In this section, we use the potato virus data set to illustrate Confusion matrix tool and its use in performance understanding and fine-tuning. When a pixel classifier is trained, the confusion matrix on training set is always available in the Training set tab of the Confusion matrix panel.


The confusion matrix shows detailed report on classifier performance. In rows, it provides information on all labeled examples in the training set (the ground-truth). In the columns, it captures the classifier decisions on these examples.


Ideally, all labeled examples are allocated to the same categories, then the confusion matrix would show only diagonal elements (displayed in green). In practice, some examples are misclassified, these show up off-diagonal and are displayed in red.


By default, the confusion matrix is normalized by each row. This means that the entries represent accuracies on-diagonal and error rates off-diagonal. The sum of the off-diagonal errors i.e. the class error is displayed in the right-most column , this reflects what percentage of the ground truth pixels is misclassified.


Similarly, the per-class purity is displayed in the bottom row , this denotes the fraction of each decision that is actually classified correctly. This allows us to quickly judge if a specific classifier decision is trustworthy.


For example, when our classifier provides decisions on "leaves", it is correct in 95% of cases. However, when classifying the "virus" it is correct only on 73% of labeled pixels in our training set.


Finally, the right-bottom corner provides one summary performance indicator: the mean error over classes - the average of per-class error rates.


The value of the confusion matrix is in providing detailed understanding of classifier behavior.
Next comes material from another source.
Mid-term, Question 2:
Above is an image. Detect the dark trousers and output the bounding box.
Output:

While 2.8% mean error does not seem too high, the confusion matrix allows us to learn quickly that 7% of healthy leaves is being misclassified as a virus (they are false positives).



Instead of a normalized matrix, we may wish to display the absolute pixel counts in each field. This is possible by disabling the normalization in the context menu:



The not-normalized confusion matrix may highlight that some of our classes are under-sampled. For example, while our "virus" class contains only 165 labeled pixels, the "background" contains almost four thousand.